I think the iGPU isn't configured correctly or I'm missing a x11 lib? Anyone else noticing this?

I've updated Xen and am noticing the soft-locks.

I think I misspoke here and was just stuttering because of my 4K display.

yes, quite a bit. Though more so for the server products, for obvious reasons.

Yeah I can imagine Mobile CPU aren't really looked at.

dylangerdaly commented 3 years ago

@tasket have you noticed when charging, it's idling ~75C compared to a cool ~45C on battery?

Not sure if it's a power management bug or if it's something physical.

tasket commented 3 years ago

@dylangerdaly My system hovers around 42C both on an off AC, with one or two FHD displays.

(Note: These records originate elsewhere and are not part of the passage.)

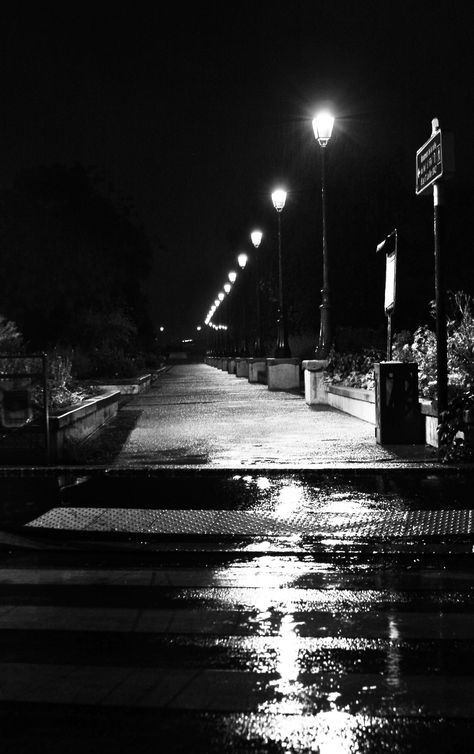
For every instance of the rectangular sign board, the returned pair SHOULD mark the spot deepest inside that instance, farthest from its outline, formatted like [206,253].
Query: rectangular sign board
[429,162]
[390,281]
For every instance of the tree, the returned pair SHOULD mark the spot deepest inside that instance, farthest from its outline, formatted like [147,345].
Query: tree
[67,249]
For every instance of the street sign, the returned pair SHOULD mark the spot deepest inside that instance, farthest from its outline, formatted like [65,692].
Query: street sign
[429,162]
[434,159]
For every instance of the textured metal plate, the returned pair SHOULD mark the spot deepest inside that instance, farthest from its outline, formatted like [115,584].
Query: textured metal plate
[379,524]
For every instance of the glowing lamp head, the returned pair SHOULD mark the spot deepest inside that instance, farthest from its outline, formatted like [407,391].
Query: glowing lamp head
[279,199]
[256,236]
[322,127]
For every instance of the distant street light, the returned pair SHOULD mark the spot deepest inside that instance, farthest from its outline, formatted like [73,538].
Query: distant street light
[282,349]
[242,260]
[322,125]
[259,350]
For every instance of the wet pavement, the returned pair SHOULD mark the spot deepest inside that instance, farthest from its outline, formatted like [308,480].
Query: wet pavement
[197,415]
[223,590]
[291,612]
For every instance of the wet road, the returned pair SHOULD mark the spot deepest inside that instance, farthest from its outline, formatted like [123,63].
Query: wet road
[243,613]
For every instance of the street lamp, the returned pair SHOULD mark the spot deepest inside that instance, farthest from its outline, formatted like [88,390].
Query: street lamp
[282,349]
[242,260]
[259,350]
[322,125]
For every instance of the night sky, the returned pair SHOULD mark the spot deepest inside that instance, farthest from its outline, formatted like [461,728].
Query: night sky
[199,113]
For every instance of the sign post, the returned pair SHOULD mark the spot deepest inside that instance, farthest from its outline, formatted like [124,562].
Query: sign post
[434,162]
[389,245]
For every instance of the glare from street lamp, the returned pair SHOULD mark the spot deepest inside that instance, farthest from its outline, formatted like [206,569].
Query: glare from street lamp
[322,127]
[256,236]
[279,199]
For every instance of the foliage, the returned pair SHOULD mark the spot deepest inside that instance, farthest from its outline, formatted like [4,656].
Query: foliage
[456,437]
[455,442]
[107,363]
[11,339]
[63,389]
[352,369]
[421,347]
[69,248]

Keep an eye on your CPU usage with xentop; CPU stress is the only thing that seems to raise the temp.

BTW I'm using 5.8.18 in dom0 as the 5.9 kernels won't boot. My UEFI graphics RAM at the lowest setting (not auto-sized). I did install xorg-x11-drv-amdgpu along with KDE and sddm. There was some method I used to check that x11 was using the AMD driver but I can't recall atm.

On edit: You might try changing graphics memory to the maximum in your UEFI settings, since 4K seems like it would demand more.

dylangerdaly commented 3 years ago

I'm glad you confirmed the Kernel issues, I'm having the exact same issue, newer kernels are boot looping.

Give play around with these settings, cheers @tasket

tasket commented 3 years ago

I just did a quick test on a 4K display and there was no temperature increase.

On other variable I can think of right now is the built-in Wifi, which I'm not using at all (not assigned to any running netvm). This would make the rest of the system go haywire after a while, so I'm relying on a NIC in sys-usb.